Liederabende parisiennes



Deux soirées piano-chant, au sommet ; par leur programme toutes les deux, stricto sensu, soirées de lieder ; les deux devant des salles trop grandes (par hypothèse) mais combles, enthousiastes et, ce qui est beaucoup plus rare, se tenant bien : toussant peu, écoutant, laissant au silence (celui de l’écoute, celui de l’émotion, celui aussi de la gratitude, après) sa juste part ; l’un est ténor, 42 ans, l’autre baryton, 45, donc l’un comme l’autre à son propre top et n°1 mondial dans sa catégorie. Mais que de différences, et même divergences ! Comptons.

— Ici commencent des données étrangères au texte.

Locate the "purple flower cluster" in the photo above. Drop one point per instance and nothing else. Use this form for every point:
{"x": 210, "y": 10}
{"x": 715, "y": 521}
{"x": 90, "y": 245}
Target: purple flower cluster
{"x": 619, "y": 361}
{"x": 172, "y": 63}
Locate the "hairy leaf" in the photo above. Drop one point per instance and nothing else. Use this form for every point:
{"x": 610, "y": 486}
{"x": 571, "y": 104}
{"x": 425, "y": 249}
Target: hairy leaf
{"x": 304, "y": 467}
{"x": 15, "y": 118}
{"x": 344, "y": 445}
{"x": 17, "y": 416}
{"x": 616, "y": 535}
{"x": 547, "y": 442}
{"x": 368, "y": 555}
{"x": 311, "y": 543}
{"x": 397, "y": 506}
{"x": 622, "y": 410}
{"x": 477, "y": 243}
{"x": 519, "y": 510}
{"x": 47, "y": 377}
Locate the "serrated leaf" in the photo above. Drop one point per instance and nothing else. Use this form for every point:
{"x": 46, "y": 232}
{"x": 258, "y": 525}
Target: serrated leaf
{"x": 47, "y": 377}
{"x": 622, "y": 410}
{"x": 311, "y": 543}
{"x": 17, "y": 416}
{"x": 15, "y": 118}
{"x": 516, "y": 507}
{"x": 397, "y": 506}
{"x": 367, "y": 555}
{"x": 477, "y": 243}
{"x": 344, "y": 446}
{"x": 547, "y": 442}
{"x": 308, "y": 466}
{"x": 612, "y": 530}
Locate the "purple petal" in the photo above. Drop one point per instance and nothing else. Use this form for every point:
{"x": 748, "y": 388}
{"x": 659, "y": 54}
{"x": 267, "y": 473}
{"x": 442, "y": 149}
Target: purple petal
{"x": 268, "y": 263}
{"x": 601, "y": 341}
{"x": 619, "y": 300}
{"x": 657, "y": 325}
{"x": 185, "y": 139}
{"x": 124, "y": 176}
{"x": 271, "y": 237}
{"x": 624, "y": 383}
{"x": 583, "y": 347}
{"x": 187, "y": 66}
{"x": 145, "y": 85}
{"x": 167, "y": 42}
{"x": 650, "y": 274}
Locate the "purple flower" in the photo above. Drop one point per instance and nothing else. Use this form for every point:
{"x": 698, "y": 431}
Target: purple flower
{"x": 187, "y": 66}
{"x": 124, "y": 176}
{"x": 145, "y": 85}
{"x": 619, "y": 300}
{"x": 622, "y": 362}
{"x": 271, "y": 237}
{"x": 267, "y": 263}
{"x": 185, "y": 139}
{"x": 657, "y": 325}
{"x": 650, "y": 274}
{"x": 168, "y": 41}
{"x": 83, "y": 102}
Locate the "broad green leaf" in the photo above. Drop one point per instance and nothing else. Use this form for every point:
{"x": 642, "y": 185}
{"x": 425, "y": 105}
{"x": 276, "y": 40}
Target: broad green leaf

On a vu Jonas Kaufmann en très strict liederabend, Winterreise à Strasbourg naguère, Schöne Müllerin à Paris même. Son tout premier programme à Paris (à l’Opéra Garnier) avec les Pétrarque de Liszt et les Michelangelo de Britten, fabuleux de conception et d’exécution avait beau être pur piano/chant, Liederabend il n’était pas, pas du tout. Textes pas allemands ; et surtout, accent bien plus mis sur la beauté et même, dans un registre exposé, la prouesse vocale, que sur un art de faire chanter les mots. Depuis le beau Jonas est devenu, et à combien juste titre, l’idole qu’on sait : et toujours (outre le charisme) du fait de la prouesse vocale, celle-ci ne dédaignant pas quelques maniérismes sur le souffle et sur le timbre, quelques libertés sur la mesure aussi, bref une façon généreuse (et payante, mais ayant d’abord payé comptant) d’assumer et d’imposer ce qui est maintenant plutôt one man’s show, où sont parfaitement mis en valeur (et le mettent, lui, parfaitement en valeur) des airs d’opéra, très bien choisis pour.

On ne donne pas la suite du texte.